Cancún.- El presunto caso de acoso denunciado por una alumna contra un profesor de Química del Colegio de Bachilleres Cancún Uno ha generado un ambiente de incertidumbre entre la comunidad educativa, donde padres de familia, estudiantes, docentes y exalumnos solicitaron que las autoridades esclarezcan los hechos con apego al debido proceso y garanticen la seguridad dentro del plantel.
La situación cobró mayor relevancia luego de que, de acuerdo con testimonios difundidos entre integrantes de la escuela, una persona ajena a la institución ingresó a las instalaciones y presuntamente agredió físicamente al docente frente a estudiantes, generando momentos de tensión.
Hasta el momento, las autoridades no han informado oficialmente sobre la situación jurídica del profesor ni sobre su estado de salud, mientras las investigaciones permanecen abiertas.
En medio del proceso, decenas de estudiantes, maestros y exalumnos han manifestado públicamente su respaldo al docente mediante mensajes en redes sociales, donde destacan su trayectoria de más de dos décadas como profesor de Química y lo describen como un maestro comprometido con la formación académica y personal de varias generaciones.

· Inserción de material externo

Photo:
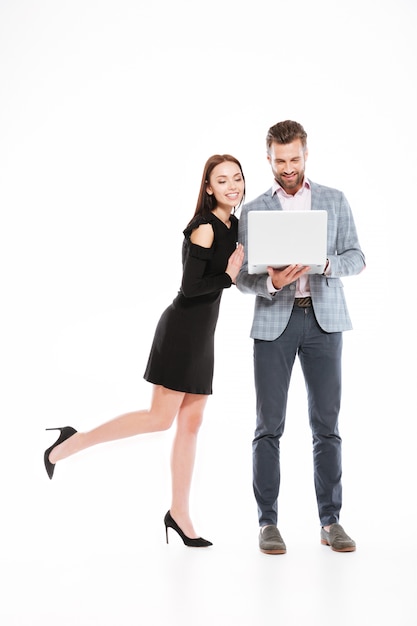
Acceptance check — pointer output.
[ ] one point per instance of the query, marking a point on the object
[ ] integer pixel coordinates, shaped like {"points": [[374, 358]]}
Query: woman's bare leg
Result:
{"points": [[164, 407], [190, 417]]}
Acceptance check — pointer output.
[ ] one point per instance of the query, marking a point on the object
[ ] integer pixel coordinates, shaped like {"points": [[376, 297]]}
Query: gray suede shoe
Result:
{"points": [[270, 541], [337, 539]]}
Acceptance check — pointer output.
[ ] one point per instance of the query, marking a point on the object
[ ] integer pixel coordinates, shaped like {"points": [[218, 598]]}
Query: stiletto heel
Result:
{"points": [[65, 433], [192, 543]]}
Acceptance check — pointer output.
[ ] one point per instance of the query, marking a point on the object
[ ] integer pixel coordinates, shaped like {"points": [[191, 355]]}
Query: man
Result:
{"points": [[300, 314]]}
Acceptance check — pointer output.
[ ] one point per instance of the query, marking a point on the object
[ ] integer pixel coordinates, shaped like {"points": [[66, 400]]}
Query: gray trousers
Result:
{"points": [[320, 359]]}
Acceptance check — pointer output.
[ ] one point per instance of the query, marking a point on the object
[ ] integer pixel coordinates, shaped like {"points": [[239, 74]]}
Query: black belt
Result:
{"points": [[304, 303]]}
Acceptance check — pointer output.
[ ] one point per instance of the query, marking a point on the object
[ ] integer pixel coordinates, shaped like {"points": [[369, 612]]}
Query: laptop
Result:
{"points": [[282, 238]]}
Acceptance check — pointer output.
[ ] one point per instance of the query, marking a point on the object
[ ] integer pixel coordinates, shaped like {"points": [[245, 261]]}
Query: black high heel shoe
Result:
{"points": [[192, 543], [65, 433]]}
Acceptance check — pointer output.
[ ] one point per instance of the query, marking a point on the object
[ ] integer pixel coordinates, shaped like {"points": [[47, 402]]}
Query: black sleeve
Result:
{"points": [[194, 282]]}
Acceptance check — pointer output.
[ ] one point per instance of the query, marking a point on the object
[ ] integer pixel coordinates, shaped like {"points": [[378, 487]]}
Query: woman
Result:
{"points": [[180, 364]]}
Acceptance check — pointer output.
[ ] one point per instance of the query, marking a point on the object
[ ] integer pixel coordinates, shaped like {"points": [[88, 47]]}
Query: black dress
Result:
{"points": [[182, 353]]}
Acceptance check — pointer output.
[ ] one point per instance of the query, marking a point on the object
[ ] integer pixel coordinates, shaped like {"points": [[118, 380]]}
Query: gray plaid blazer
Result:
{"points": [[272, 312]]}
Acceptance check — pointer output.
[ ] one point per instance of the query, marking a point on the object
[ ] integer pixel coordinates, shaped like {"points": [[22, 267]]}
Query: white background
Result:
{"points": [[108, 112]]}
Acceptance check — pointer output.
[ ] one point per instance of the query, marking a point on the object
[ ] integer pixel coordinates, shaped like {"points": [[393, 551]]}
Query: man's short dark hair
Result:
{"points": [[286, 132]]}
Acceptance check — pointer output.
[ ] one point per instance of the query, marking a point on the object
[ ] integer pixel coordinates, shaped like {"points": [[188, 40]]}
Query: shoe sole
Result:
{"points": [[273, 551], [348, 549]]}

“Fue más que un maestro“, coinciden diversos testimonios, en los que también recuerdan que el profesor fungió como consejero y tutor para numerosos alumnos durante su trayectoria educativa.
No obstante, quienes han expresado su apoyo también han insistido en que el caso debe resolverse mediante una investigación imparcial, respetando el debido proceso y los derechos tanto de la denunciante como del docente.

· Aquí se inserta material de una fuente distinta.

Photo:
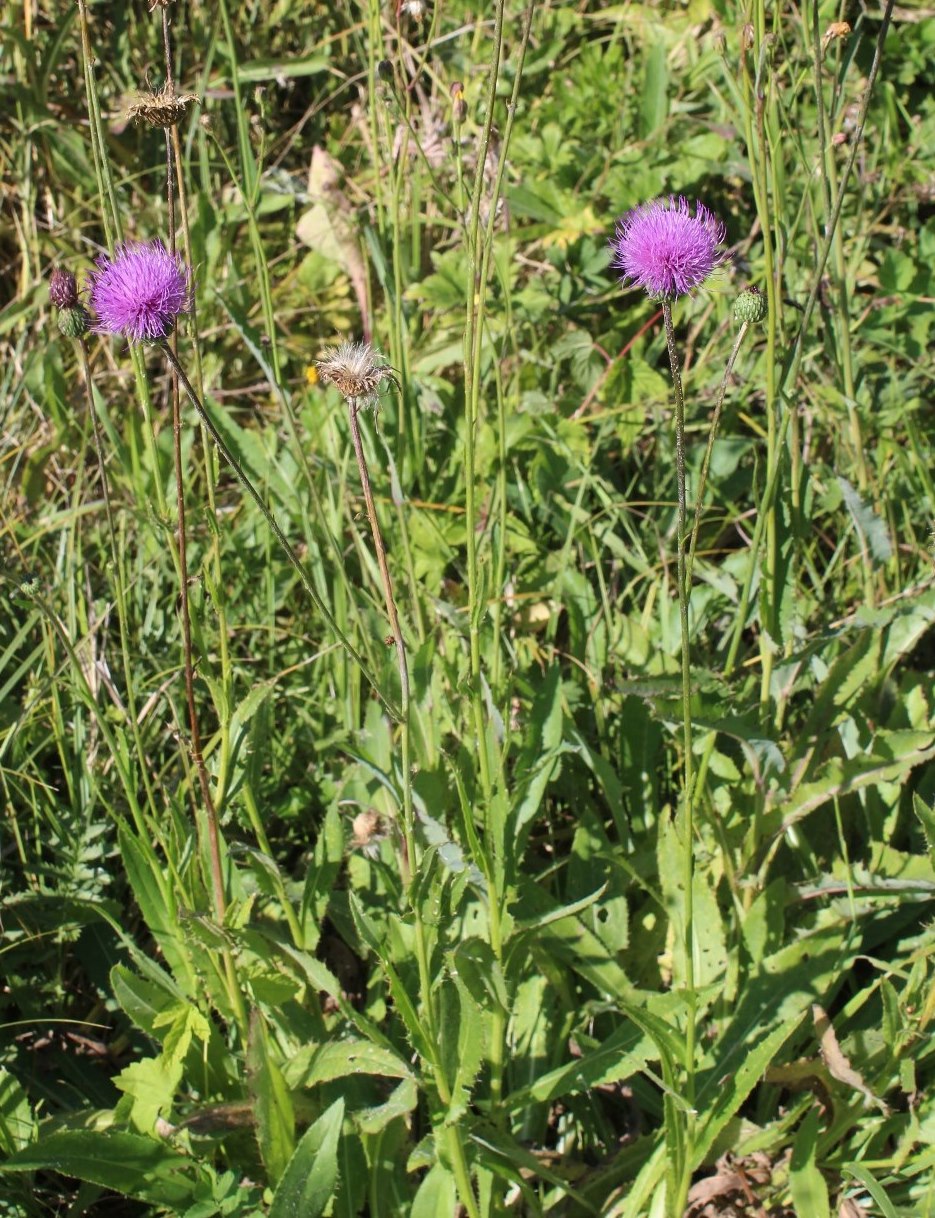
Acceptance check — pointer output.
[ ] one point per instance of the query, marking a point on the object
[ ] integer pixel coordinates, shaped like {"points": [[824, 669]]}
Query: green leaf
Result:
{"points": [[402, 1101], [623, 1054], [16, 1116], [806, 1183], [437, 1195], [927, 817], [891, 756], [873, 1186], [143, 1001], [143, 869], [367, 931], [272, 1102], [128, 1163], [337, 1059], [272, 71], [654, 95], [309, 1180], [541, 755], [463, 1039]]}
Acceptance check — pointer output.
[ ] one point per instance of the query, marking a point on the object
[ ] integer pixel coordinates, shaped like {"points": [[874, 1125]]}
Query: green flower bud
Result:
{"points": [[74, 322], [750, 306]]}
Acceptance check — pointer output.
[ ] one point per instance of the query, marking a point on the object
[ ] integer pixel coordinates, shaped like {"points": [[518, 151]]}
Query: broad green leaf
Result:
{"points": [[127, 1163], [437, 1194], [272, 1102], [16, 1116], [654, 94], [143, 869], [309, 1180], [401, 995], [141, 1000], [891, 756], [541, 755], [402, 1100], [337, 1059], [873, 1186], [272, 71], [623, 1054], [927, 819], [806, 1183]]}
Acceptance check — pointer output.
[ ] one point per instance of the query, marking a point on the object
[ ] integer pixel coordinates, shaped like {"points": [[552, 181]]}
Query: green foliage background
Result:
{"points": [[507, 1033]]}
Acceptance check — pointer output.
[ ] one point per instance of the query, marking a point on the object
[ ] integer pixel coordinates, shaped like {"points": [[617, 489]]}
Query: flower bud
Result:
{"points": [[62, 289], [74, 322], [750, 306], [459, 106]]}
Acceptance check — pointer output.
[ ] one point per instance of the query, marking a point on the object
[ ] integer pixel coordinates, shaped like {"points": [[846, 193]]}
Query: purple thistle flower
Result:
{"points": [[665, 249], [140, 291]]}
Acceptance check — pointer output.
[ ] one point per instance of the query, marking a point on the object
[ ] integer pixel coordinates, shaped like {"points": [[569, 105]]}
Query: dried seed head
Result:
{"points": [[163, 109], [353, 369], [459, 106], [62, 289]]}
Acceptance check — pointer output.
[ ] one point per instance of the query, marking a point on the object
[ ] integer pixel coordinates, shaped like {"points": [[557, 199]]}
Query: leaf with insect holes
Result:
{"points": [[311, 1177]]}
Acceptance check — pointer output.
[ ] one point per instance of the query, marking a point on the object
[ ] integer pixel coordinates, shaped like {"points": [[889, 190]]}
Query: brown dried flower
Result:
{"points": [[163, 109], [354, 372]]}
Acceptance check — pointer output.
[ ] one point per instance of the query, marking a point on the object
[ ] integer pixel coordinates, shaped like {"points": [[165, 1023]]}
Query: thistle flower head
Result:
{"points": [[750, 306], [161, 109], [62, 289], [356, 370], [667, 250], [140, 291]]}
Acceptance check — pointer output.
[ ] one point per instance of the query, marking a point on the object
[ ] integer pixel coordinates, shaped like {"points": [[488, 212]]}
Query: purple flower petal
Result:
{"points": [[665, 249], [140, 291]]}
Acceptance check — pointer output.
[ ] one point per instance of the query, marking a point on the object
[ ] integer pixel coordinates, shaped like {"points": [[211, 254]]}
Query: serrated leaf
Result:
{"points": [[860, 1173], [402, 1101], [272, 1102], [16, 1116], [890, 756], [437, 1194], [871, 528], [311, 1177], [128, 1163], [143, 867], [927, 817], [806, 1183], [337, 1059]]}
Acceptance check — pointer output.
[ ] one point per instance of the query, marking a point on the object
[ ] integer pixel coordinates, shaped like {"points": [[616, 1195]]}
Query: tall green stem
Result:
{"points": [[304, 579], [687, 826]]}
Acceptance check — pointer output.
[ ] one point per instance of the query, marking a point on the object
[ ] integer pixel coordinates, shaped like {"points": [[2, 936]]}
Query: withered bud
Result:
{"points": [[163, 109], [62, 289], [459, 106], [836, 29]]}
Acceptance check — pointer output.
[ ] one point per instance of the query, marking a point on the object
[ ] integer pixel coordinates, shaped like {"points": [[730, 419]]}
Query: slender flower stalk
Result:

Solicitan intervención de autoridades
Padres de familia y estudiantes hicieron un llamado a la Fiscalía General del Estado y a la Secretaría de Educación de Quintana Roo para que el caso sea investigado con transparencia y objetividad, además de revisar las condiciones de seguridad dentro del plantel.
La comunidad educativa coincidió en que el objetivo debe ser garantizar un entorno seguro para alumnos, docentes y personal administrativo, al tiempo que las investigaciones continúan conforme a derecho y sin prejuzgar la responsabilidad de las personas involucradas.